Bankes, who was again named to the select committee on the affairs of the East India Company, 28 June, spoke against Hume on the prosecution of radical publications, 29 June 1831. He voted against the second reading of the reintroduced reform bill, 6 July, and at least three times for adjourning the proceedings on it, 12 July. Presumably on behalf of his brother William, now Member for Marlborough, he presented the petition against the abolition of Lord Ailesbury’s other pocket borough, Great Bedwyn, 19 July. That day, when he was involved in angry exchanges in the House, he spoke and acted as a teller for using the 1831 census to determine the boroughs in schedules A and B. He again alluded to Great Bedwyn, 20 July, and he spoke in defence of the existing representation of Wareham, 26 July, Chippenham, 27 July, Dorchester, 28 July, and Weymouth, 6 Aug.

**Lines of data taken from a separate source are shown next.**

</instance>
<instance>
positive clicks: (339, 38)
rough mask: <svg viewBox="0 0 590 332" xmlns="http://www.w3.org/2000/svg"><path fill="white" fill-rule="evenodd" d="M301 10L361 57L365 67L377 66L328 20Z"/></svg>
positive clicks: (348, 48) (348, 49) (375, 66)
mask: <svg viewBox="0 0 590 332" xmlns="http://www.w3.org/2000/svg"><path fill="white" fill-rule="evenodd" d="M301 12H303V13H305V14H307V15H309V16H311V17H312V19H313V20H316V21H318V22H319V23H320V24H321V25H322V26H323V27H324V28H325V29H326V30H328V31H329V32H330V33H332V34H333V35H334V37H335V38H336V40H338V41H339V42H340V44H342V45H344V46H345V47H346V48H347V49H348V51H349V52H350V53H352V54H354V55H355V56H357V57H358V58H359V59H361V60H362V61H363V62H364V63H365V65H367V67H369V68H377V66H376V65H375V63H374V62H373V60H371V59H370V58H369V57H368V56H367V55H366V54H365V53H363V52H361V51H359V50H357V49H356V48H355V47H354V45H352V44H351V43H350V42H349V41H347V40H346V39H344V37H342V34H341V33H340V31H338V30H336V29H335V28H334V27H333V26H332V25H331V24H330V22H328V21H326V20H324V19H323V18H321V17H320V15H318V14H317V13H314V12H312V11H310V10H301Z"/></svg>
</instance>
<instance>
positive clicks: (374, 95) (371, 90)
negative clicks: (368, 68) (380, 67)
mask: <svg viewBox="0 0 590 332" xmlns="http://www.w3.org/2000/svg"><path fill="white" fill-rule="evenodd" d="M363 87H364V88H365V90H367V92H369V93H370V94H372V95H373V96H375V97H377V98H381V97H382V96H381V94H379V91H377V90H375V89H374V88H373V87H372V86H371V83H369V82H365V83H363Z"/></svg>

Having several times made objections to the handling of the bill in the House, he criticized the powers granted in it to sheriffs and returning officers, 10, 19 Aug. He spoke and voted in condemnation of the Irish government’s interference in the Dublin election, 23 Aug. He divided against the passage of the reform bill, 21 Sept., and the second reading of the Scottish bill, 23 Sept. Although, like his father and brother, he did not come forward for Dorset at the by-election that autumn, he was a member of the committee of the eventual anti-reform candidate Lord Ashley*, voted for him, and later gave him legal advice for his defence against his opponent’s petition.

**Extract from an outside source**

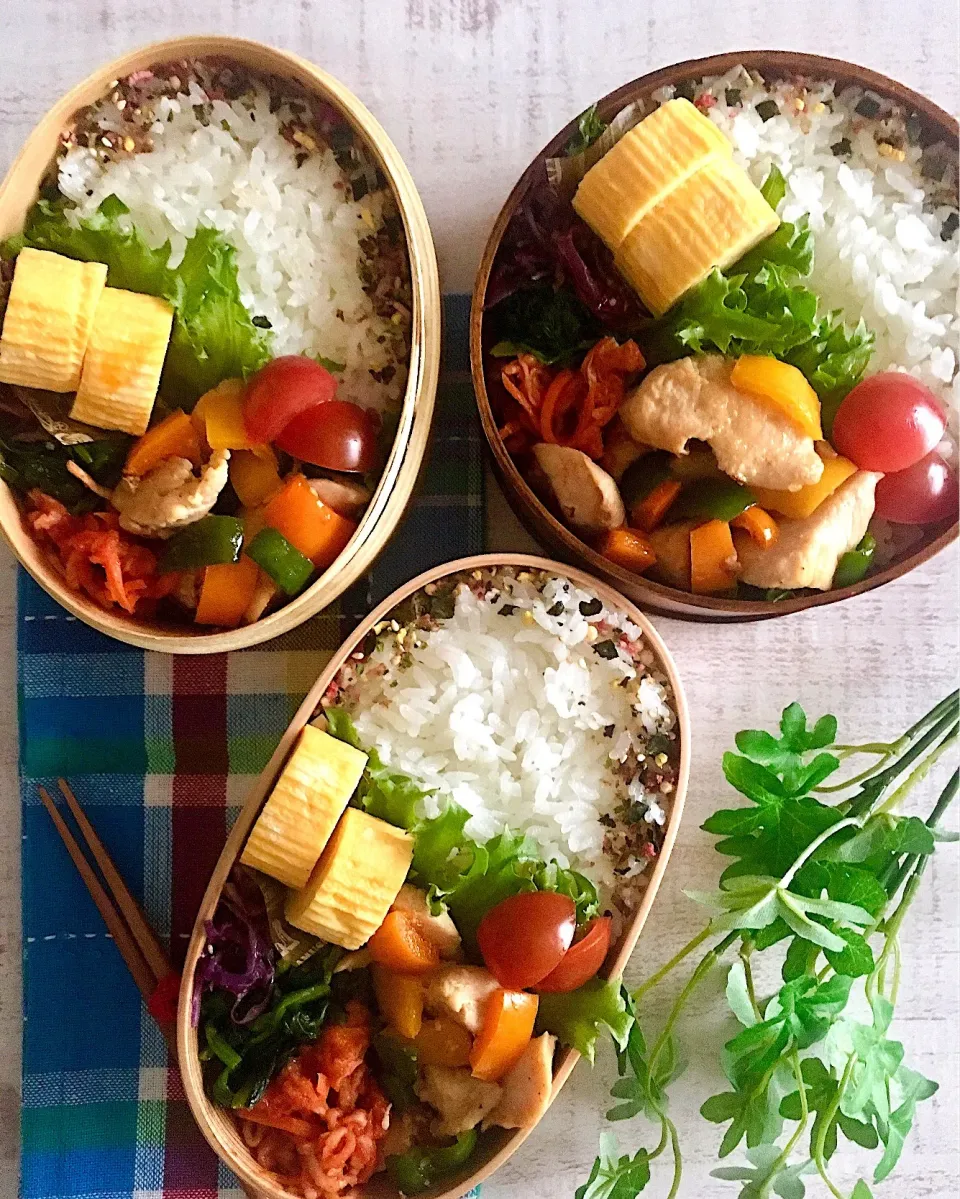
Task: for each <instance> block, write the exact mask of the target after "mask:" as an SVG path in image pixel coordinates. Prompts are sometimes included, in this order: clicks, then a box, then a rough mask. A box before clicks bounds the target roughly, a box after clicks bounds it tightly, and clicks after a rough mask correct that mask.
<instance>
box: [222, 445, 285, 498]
mask: <svg viewBox="0 0 960 1199" xmlns="http://www.w3.org/2000/svg"><path fill="white" fill-rule="evenodd" d="M230 482H231V483H233V484H234V490H235V492H236V494H237V498H239V500H240V502H241V504H242V505H243V507H244V508H259V507H260V505H261V504H266V502H267V500H272V499H273V496H274V495H276V494H277V492H279V489H280V488H282V487H283V480H282V478H280V472H279V471H278V470H277V456H276V454H274V453H273V450H272V448H271V447H270V446H262V447H261V448H260V450H256V451H253V450H235V451H234V452H233V453H231V454H230Z"/></svg>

Bankes voted against the second reading of the revised reform bill, 17 Dec. 1831, going into committee on it, 20 Jan., the enfranchisement of Tower Hamlets, 28 Feb., and the third reading, 22 Mar. 1832. He presented a petition from the Isle of Purbeck for it to be given additional representation, 14 Feb., stated that he would press the case for it to be granted one Member, 2, 9 Mar., and suggested extending the borough of Wareham to take in much of this district and his own borough, 22 June. Having complained about smuggling, 16, 21 Feb., and obtained papers on silk imports, 28 Feb., he urged inquiry into distress in the silk trade, 1 Mar., and was appointed to the select committee on this, 5 Mar., demanding alterations in its composition, 6, 15 Mar. He was a teller for the minority against Ebrington’s motion for an address calling on the king to appoint only ministers who would carry the reform bill unimpaired, 10 May, and complained about the tactics used to secure the government’s reappointment, 15, 18 May. He divided against the second reading of the Irish reform bill, 25 May. His only other known votes were against government on the Russian-Dutch loan, 26 Jan., 12 July, and he was a teller for the opposition minority on this, 16 July. He was prevented from attending the Dorchester dinner in his father’s honour, 26 July, because of his duties on the silk committee. For his work on this he was thanked by the Silk Traders’ Committee on 8 Aug.